C.E.75 9 Mar

Scene メンデル・ビジターセンター

メンデル再開発地区のうち最初に整えられた一棟はビジターセンターとして利用されていた。そのロビー内はわさわさと忙しなく人が出入りしており、訪問者の人数が日を追うごとに増えているようにアスランは感じる。入り口から見渡し、人混みのなかからフロントロビーにぼうっとした様子で座っているキラを見つけた。案の定、護衛をつけていなかった。
「キラ」
彼の左斜め後ろから近づいたアスランは、キラが足音に気がついたのを確認しながらも名を呼ぶ。
「アスラン」
振り向いたキラは、彼を見ると少しの苦笑いでアスランを迎えた。
「……急な面会があったって?」
護衛を連れていないことへの小言は引っ込めた。面倒に思ったであろうキラの性格を考えず、彼をひとりにしたのは自分の落ち度だ。キラは訊ねたことに「そうだよ」と答え、相手について問うと協力国の議員だったといった。
「対面したことないから、って挨拶に呼ばれただけ。どうせもう会うこともないだろうからなまえも覚えなかった」
アスランは、そうか、といいながらキラの様子をあらためて探った。疲れているように、見えたからだ。政治家の相手ともなれば、それはキラも気疲れしようが、挨拶だけだったというならそれほどのこともないだろう。
ただ、状況として彼はザフトに入ってから体も心もともに、休む時間を十分にとれていない。とにかく今はメンデルの再開発事業が一段落みるのを待つしかないが、場合によっては強制的にオーブへ帰還させるつもりがアスランにはあった。それは当の本人から抗議がくるだろうが、かまってなどいられない。
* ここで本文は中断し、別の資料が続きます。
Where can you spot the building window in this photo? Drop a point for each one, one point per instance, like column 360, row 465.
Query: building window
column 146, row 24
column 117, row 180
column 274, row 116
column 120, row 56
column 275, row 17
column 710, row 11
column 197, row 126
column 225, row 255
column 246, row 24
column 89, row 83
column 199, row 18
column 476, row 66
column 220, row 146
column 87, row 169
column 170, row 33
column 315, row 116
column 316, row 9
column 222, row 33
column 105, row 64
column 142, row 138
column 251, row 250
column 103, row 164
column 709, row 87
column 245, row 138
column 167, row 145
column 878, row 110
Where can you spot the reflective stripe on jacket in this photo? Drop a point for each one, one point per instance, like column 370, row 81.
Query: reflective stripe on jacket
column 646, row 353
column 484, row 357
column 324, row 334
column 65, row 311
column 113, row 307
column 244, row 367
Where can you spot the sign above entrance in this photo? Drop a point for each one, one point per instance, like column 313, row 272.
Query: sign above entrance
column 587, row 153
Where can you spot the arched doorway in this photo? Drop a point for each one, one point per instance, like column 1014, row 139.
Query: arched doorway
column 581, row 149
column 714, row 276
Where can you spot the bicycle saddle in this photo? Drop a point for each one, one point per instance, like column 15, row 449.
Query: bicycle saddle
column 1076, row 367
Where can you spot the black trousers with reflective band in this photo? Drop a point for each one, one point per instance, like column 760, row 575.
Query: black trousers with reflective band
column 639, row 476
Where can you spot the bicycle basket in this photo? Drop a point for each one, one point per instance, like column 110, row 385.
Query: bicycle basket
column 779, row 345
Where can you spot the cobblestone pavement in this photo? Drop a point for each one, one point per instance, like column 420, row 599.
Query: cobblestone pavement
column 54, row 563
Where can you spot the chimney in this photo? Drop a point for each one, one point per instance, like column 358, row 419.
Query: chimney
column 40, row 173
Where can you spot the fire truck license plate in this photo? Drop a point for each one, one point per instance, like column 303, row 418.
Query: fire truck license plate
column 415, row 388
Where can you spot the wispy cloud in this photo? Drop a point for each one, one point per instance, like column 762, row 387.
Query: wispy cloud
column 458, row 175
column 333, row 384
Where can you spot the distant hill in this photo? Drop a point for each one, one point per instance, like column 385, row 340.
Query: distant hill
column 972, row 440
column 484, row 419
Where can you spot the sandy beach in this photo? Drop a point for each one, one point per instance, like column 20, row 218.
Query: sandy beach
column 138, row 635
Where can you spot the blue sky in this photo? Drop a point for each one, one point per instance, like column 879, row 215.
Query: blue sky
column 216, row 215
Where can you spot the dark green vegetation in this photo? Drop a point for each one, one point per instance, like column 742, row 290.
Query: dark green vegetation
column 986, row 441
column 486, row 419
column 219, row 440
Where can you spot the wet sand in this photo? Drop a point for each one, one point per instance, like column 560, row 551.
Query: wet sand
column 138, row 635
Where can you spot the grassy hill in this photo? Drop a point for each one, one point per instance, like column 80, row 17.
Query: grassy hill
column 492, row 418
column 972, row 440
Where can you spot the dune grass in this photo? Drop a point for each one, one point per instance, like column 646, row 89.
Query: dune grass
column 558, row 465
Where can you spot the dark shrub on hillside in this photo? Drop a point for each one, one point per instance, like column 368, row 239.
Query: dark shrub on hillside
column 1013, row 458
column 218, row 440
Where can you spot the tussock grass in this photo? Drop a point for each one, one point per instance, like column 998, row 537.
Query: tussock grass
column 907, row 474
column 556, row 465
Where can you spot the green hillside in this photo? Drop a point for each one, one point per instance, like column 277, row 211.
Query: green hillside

キラにはモビルスーツでの戦闘に、わずかだがストレス障害があることをアスランは知った。
本人曰く、アスランと──まれにシンと──の、戦闘に限るとのことだが。彼のもともとの繊細な気質を考えれば起こりうることだったし、実際にヤキン・ドゥーエ戦のあとには長らく不安定な状態になっていたことも思い出される。本人はおおげさにすることではないというが、治療が適うことなのかどうかはともかく、このまま見過ごすことはできない。悪化しない保証もないのだから。
とりあえずのところ、訓練を含めてキラをモビルスーツに乗せることは極力避けるべきだろうと考えて、今日の模擬戦もアスランが買ってでたのだった。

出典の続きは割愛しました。